B-5. Gas growth per additional item (batch mode)
| Range | Added items | Incremental gas per item |
|---|---|---|
| 3 → 10 | 7 | 200,099 |
| 10 → 25 | 15 | 202,874 |
| 25 → 50 | 25 | 202,874 |
| 50 → 100 | 50 | 202,875 |
Conclusion: gas increases by approximately ~200,000 gas per item, showing a stable linear relationship.
B-6. Outcome
- Batching is the dominant win: ~95% gas reduction vs per-item calls.
- Single-pass scan parsing removes additional allocation overhead compared to
strings.Split. - Predictable scaling: per-item incremental gas is ~200k.
- Practical batch size: 50–100 items is efficient in terms of gas/item.
5) Experiment C — Benchmark After Applying Batch Messages
C-1. Change summary
- Replace individual
SetChunkVerifiermessages with batchSetChunkVerifiers. - Batch size: 100
- Chunks: 249 total → 3 batch messages (100 + 100 + 49)
C-2. Test environment
- Date: 2026-02-05
- Execution: host (local machine)
- Biome:
verdant_hollow(249 chunks)
C-3. 10 worlds initialized concurrently (after batching)

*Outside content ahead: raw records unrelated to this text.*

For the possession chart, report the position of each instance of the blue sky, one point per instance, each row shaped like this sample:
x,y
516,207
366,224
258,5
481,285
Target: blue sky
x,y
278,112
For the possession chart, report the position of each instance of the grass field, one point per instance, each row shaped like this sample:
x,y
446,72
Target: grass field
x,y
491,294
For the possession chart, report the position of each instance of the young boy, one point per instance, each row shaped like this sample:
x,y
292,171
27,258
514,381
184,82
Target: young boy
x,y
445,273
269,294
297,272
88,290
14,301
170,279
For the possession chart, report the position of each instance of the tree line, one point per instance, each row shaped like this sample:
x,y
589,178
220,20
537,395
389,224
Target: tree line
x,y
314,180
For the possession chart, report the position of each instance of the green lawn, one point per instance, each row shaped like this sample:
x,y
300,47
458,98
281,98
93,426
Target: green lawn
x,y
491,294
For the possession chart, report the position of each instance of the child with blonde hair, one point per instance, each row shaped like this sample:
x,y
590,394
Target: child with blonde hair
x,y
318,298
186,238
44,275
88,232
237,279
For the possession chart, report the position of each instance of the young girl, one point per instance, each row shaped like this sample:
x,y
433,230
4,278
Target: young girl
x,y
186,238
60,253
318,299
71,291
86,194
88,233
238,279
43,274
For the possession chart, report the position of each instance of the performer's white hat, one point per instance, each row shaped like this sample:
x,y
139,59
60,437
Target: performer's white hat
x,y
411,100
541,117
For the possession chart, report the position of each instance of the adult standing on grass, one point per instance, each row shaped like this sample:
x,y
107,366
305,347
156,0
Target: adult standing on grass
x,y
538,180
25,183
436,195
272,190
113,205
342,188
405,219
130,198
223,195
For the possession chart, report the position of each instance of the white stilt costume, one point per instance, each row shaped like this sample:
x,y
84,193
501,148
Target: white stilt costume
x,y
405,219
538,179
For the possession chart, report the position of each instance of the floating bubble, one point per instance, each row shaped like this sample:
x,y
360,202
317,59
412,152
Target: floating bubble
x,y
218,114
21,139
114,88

| worldId | status | Duration |
|---|---|---|
| 14 | COMPLETED | 37s |
| 15 | COMPLETED | 36s |
| 16 | COMPLETED | 36s |
| 17 | COMPLETED | 36s |
| 18 | COMPLETED | 29s |
| 19 | COMPLETED | 37s |
| 20 | COMPLETED | 37s |
| 21 | COMPLETED | 36s |
| 22 | COMPLETED | 29s |
| 23 | COMPLETED | 36s |
Average: ~35s
6) Before/After Comparison
| Scenario | Before | After |
|---|---|---|
| Single world | 36s | (not re-measured) |
| 5 concurrent worlds | 48–187s (cumulative delay) | (not re-measured) |
| 10 concurrent worlds | (not measured) | 29–37s (stable) |
7) Conclusions
- Applying batch messages eliminates the “cumulative delay” pattern under concurrency (in this environment and biome).
- With batching enabled, 10 concurrent inits remain close to single-world baseline time (~35s).
- Message count reduction is substantial: 249 → 3 (≈ 83× fewer messages), which aligns with the observed stabilization.
8) Next Steps
- Re-run the 5 concurrent worlds benchmark after batching for an apples-to-apples before/after comparison.
- Add repeated runs and report median / p95 durations instead of single measurements.
- Validate limits and safety:
- max batch size vs message size / gas limit
- failure handling for partial batches
- Measure on a production-like environment (network latency, node load) to confirm the improvement holds outside localhost.